Get out the microscope, because we’re going through this poem line-by-line.
I do not love you as though you were the salt-rose, topaz
Or the carnation-arrow begot in flames.
- This "love sonnet" opens with the speaker talking to his paramour (another word for lover). We don’t know if he’s talking to his wife, or girlfriend, or boyfriend, or illicit lover.
- Neruda did dedicate the Love Sonnets, however, to his wife Matilde Urrutia, so we can guess that he’s speaking to her.
- In any case, this is considered a direct address: the speaker uses the second person point of view to speak directly to the addressee of the poem.
- First, the speaker describes the ways in which he does not love this woman. Interesting strategy, but it will definitely provide some contrast for what comes later.
- Salt-rose most likely refers to a type of rose that grows near the ocean (and salt water, hence the name) and is especially resistant to a number of diseases roses commonly suffer. It is also sometimes called the rosa rugosa, or salt spray rose.
- Topaz is a mineral that comes in a variety of colors: reddish orange, yellow, bluish-brown. It's usually quite pretty.

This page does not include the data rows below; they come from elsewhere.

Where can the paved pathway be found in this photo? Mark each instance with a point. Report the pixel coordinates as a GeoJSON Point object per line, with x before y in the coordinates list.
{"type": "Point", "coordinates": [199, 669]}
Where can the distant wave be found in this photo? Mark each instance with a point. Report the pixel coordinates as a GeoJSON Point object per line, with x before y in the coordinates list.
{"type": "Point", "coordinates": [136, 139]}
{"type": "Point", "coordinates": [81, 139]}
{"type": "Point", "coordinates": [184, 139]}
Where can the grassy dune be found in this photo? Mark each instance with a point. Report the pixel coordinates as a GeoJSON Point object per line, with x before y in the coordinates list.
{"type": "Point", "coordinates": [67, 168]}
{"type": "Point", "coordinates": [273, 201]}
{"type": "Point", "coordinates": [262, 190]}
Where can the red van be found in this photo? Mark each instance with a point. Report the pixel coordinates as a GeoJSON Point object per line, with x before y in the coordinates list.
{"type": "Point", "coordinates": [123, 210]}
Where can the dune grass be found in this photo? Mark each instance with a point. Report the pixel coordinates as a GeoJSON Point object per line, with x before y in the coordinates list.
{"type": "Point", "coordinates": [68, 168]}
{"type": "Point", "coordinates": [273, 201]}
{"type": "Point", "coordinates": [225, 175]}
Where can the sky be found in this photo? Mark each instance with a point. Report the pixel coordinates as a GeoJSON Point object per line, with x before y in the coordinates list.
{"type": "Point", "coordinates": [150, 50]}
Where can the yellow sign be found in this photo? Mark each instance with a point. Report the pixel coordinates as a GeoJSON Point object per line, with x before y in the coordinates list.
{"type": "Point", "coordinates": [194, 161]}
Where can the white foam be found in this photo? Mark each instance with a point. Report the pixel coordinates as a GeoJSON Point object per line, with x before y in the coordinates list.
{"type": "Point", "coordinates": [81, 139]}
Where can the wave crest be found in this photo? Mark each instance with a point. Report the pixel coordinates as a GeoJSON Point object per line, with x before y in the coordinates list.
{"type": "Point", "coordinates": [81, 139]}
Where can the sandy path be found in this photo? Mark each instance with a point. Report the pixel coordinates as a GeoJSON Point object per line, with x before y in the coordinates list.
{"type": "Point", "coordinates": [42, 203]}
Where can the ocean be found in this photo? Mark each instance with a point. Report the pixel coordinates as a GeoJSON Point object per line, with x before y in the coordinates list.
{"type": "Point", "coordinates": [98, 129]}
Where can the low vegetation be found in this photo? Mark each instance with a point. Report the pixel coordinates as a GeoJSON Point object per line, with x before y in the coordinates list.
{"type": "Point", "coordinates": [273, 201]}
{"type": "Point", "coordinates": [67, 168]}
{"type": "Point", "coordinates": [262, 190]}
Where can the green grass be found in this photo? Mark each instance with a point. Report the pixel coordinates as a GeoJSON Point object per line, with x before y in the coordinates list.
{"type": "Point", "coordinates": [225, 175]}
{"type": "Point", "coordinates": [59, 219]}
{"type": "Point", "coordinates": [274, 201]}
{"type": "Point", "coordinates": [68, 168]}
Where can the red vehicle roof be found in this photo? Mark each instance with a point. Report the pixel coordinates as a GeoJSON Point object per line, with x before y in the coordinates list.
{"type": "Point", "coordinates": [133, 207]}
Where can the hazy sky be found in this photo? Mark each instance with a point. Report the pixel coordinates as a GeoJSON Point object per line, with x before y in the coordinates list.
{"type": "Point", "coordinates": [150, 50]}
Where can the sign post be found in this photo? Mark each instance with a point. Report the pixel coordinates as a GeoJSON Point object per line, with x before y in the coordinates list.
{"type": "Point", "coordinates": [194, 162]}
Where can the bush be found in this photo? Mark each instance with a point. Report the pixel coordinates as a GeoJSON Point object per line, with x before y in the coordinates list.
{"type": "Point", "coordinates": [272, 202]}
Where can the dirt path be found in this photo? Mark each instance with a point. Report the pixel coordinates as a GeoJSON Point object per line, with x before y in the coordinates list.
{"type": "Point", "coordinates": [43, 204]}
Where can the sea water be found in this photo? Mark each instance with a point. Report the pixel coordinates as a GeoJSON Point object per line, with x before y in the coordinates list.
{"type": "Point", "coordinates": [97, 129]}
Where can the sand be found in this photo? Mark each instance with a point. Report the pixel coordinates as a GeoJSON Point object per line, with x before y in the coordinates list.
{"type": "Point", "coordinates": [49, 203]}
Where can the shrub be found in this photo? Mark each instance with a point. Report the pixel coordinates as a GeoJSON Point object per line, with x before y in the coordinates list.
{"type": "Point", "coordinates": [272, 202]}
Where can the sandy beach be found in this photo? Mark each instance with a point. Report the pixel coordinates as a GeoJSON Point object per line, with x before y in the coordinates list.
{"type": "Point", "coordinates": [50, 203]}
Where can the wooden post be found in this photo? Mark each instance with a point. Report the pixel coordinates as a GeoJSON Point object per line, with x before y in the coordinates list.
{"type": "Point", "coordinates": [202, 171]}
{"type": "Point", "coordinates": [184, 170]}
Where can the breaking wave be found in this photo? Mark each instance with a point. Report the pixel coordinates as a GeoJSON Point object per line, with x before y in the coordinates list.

- "Carnation-arrow begot in flames" is a tricky phrase. The speaker is describing, in a very poetic way, the brightness of a carnation (a type of flower). He compares looking at the flower to seeing an shiny arrow that's flaming like fire.
- We should tell you that translators sometimes get this whole carnation thing wrong. It is common to see it rendered as "or the arrow of carnations the fire shoots off." This really just isn’t correct. The Spanish reads "O flecha de claveles que propagan el fuego," which literally means, "or the arrow of carnations that spread/propagate fire."
- Now that we know what all our natural references are, what does the speaker mean by it all? Basically, he is saying that his love for his paramour is not the same as the love one has for beautiful things like precious metals and flowers. Seems pretty self-explanatory, but it gets more complicated as the poem continues.
- Because roses and carnations are are common symbols of love and affection, the speaker might also be using this as a way to show the uniqueness of his love. His love isn't any old rose or carnation. What is it then?
I love you as are loved certain dark things,
In secret, between shadow and soul.
- Now the speaker starts to describe the way in which he does love his paramour. He loves her the way people love "dark things," "in secret, between shadow and soul."
- This is all very strange: what, exactly, are "dark things"? We don’t know, and the speaker doesn’t tell us, but it sounds like he’s talking about something sinister, something you wouldn’t admit to loving.
- "Between shadow and soul" doesn’t help us much either: he's talking about the place where these dark things are loved, but we're not sure exactly where it is.
- This secret place is external (like a shadow) but also deep down inside (like a soul). Confusing, but at least it sounds really cool. Hmmm, maybe that’s the point.
- It's also possible that Neruda is actually talking about loving someone in secret – like an affair. He allegedly cheated on his second wife with Matilde Urrutia (who this poem is about), so it could be that secret just means secret. Plain and simple.
- If that's the case, then the gap between shadow and soul might represent the conflict between the impossibility of hiding his love (like a shadow, which is there whether you like it or not) and the secrecy of his feelings (which he keeps hidden in his soul).